Palmシリーズでは、Graffiti(グラフィティ)と呼ばれる、特殊な書法でアルファベットを入力する。特殊といっても、普通のアルファベットの書き方とあまり変わらない。もっともGraffitiは簡単に覚えられるし、別の方法で入力することもできるので、それほど心配される必要はないと思う。
もう1つの利点であるPCとの接続だが、これは製品パッケージに、PC上で動かすソフトウェアPalm Desktopと、接続用のクレードル(Cradle、ゆりかご。ここでは置き台のこと)が同梱されていて、基本的にはPCと連携して使うようになっている(Macintoshとの接続ソフトはオプション)。Palm Desktopは、Palmシリーズ本体内蔵の住所録や予定表などと同じ機能に加えて、Palmシリーズと接続して「HotSync(ホットシンク)」する機能を持つ。HotSyncすることにより、PC上のデータとPalmシリーズ内のデータの同期を取り、同じ状態にできる。またこのとき、メモリのバックアップも行なわれる。
これはどういうことかというと、住所録や予定表は、PCの上で編集しても、Palmシリーズの上で編集しても、HotSyncするだけで、それぞれの変更を反映してくれるため、同じ状態に両者が保たれる。このためユーザーは、どちらでどう変更したのか、何を追加したのかを覚えておく必要はなく、単に、HotSyncするだけで良い。これも、従来のPDAとはちょっと違うポイントだ。
従来のPDAは独立した存在で、PCと通信して、ファイル交換やデータの転送は可能だったが、たとえば、PC側とPDA側の両方を操作しなけれはならないなど、あくまでも「特別な」作業だった。しかし、HotSyncはPC側でソフトが動いていれば、単にCradleのボタンを押すだけで、自動的に開始、終了する。

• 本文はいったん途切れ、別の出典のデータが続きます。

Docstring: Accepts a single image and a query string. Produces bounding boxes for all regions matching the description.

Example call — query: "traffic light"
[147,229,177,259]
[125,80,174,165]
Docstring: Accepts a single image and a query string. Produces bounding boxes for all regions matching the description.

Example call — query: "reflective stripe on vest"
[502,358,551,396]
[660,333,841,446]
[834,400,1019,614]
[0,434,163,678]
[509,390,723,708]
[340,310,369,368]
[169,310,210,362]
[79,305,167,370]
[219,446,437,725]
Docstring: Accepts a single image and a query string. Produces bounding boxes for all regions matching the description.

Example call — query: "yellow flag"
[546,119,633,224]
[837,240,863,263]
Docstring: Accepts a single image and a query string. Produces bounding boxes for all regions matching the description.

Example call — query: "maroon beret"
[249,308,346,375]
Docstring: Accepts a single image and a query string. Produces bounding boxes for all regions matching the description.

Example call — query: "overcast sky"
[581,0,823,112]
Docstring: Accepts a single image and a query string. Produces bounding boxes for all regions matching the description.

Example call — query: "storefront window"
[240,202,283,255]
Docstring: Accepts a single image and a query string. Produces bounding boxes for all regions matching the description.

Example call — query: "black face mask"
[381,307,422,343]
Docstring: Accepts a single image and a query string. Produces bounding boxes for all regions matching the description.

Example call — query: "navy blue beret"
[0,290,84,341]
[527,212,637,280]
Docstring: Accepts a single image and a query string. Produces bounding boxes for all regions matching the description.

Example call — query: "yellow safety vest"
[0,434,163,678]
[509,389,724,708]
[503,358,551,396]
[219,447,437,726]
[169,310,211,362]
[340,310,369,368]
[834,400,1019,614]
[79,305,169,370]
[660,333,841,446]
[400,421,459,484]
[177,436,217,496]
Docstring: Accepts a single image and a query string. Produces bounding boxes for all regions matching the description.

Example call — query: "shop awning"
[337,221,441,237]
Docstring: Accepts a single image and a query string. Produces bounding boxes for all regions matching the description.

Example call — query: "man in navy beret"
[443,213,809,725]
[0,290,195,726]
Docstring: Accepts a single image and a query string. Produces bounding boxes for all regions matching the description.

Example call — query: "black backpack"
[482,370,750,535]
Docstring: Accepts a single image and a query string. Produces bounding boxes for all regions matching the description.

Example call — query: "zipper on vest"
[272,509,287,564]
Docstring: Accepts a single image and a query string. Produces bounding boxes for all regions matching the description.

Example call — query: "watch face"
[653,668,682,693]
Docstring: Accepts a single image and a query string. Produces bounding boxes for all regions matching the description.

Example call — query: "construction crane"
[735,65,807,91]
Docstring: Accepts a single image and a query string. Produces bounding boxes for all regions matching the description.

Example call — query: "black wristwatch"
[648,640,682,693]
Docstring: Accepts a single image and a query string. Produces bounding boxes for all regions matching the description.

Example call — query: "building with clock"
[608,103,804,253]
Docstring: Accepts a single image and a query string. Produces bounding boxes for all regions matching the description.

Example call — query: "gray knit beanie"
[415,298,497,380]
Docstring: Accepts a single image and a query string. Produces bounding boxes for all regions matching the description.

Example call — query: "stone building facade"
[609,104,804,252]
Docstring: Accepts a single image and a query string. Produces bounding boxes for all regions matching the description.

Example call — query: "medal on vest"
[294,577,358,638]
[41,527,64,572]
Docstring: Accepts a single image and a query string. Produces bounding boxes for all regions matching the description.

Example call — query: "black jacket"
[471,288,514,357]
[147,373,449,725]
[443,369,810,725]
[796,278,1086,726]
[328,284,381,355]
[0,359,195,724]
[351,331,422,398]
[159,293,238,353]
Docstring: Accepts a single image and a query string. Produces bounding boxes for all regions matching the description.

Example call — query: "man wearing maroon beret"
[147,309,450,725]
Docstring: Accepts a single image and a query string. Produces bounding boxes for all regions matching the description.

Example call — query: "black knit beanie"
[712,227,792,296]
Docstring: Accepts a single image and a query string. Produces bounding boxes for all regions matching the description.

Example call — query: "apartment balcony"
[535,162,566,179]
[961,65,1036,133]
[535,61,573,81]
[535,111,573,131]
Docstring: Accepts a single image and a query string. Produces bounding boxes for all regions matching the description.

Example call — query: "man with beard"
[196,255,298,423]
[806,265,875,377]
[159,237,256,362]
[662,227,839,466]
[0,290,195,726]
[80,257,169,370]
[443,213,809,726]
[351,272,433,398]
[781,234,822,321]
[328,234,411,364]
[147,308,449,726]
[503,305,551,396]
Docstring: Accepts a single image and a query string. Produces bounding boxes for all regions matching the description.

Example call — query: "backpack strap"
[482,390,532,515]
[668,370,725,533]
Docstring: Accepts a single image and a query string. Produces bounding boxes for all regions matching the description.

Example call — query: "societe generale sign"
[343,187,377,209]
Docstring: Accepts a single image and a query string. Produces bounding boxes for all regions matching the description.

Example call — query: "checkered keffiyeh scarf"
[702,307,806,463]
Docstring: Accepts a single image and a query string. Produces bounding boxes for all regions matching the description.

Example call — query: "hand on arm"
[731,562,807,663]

最後に、Palmシリーズの大きさについて。簡単にいえば、ワイシャツのポケットにも入る大きさと重量だ。このため、上着のポケットなどに入れても気にならない。PDAの場合、大きさ、重さは、重要な要素となる。ポケットに入らないようなサイズのものは、どんなに高性能でもやはり持ち歩きが不便に感じる。その点、Palmシリーズなら四六時中持っていることが可能だ。筆者の場合は仕事がら、家でのんびりしている時間にも携帯電話などで、いきなり仕事の依頼が入ってくることもある。そんな時のためにWorkpadを常に身につけるようにしている。
そんなに小さいのなら、大したことはできないだろうと思われるかもしれない。しかし、Palmシリーズには多くのアプリケーションがあり、これらを利用することで、メールの送受信やWebブラウズなどもできるようになる。また、ちょっとしたゲームもあり、電車の待ち時間などに遊ぶこともできる。大量の文章を打ち込む用途には向いていないが(もっとも周辺機器にはブラインドタッチが十分できる大きさのキーボードもあるが、これは持ち歩きには向かない)、ちょっとしたことなら、すべてこのPalmシリーズで行なうことが可能だ。
また、周辺装置やケースといったアクセサリが非常に多く発売されているというメリットもある。これは、世界でNo.1シェアのPDAならではのメリットといえるだろう。国内でも、携帯電話やPHSと接続するためのアダプタや増設メモリなど、国産の周辺機器も増えてきている。
■ Palmシリーズとは?
Palmシリーズと呼ばれるPDAの最初の製品は、モデムメーカーとして有名だったUS Robotics社のPilotという機種に始まる。このUS Robotics社は、その後ネットワーク製品の会社である3Comに買収され、現在では、3Com社の製品となっている(なお現在、3Com社のPalm関連部門PalmComputingは、3Comから分社する予定であることが発表されている)。
最初の機種がPilot 1000/5000、次の機種がPalmPilot Personalと同Professional。それ以降は、Palm III、Palm V、Palm VIIと、単に“Palm”と番号の組み合わせとなっている。このように、いままでの機種名がPalmとPilotの組み合わせの名称になっていたので、これらを総称する場合に「Palm/Pilot」と表記することも多いようだ。
また、現在この製品は、IBMにOEMされており、IBMではこれを「WorkPad」と呼んでいる。IBM版では、筐体色は黒に変更されており、IBMロゴが入っているが、基本的には、Palm Computing版のPalmシリーズと同等なものだ。国内では、日本IBM扱いのWorkPad(8602-30J。本連載では単にWorkPadと略すが、日本語版であることを区別する場合にはWorkPad Jとする)とWorkPad c3(8602-40J。こちらも日本語版を区別する場合にはWorkPad c3Jとする)が販売されている。
英語版のPalmシリーズも個人輸入やPDAに強いショップなどで入手可能ではあるが、WorkPad/WorkPad c3はパソコンショップだけでなく、家電量販店など多くの店舗で販売されている。またWorkPad/WorkPad c3では日本語版Palm OSが搭載されており、ユーザー側でソフトの追加などをしなくても日本語が使えるため、本連載では、基本的にWorkPad日本語版をベースにご紹介していくことにする。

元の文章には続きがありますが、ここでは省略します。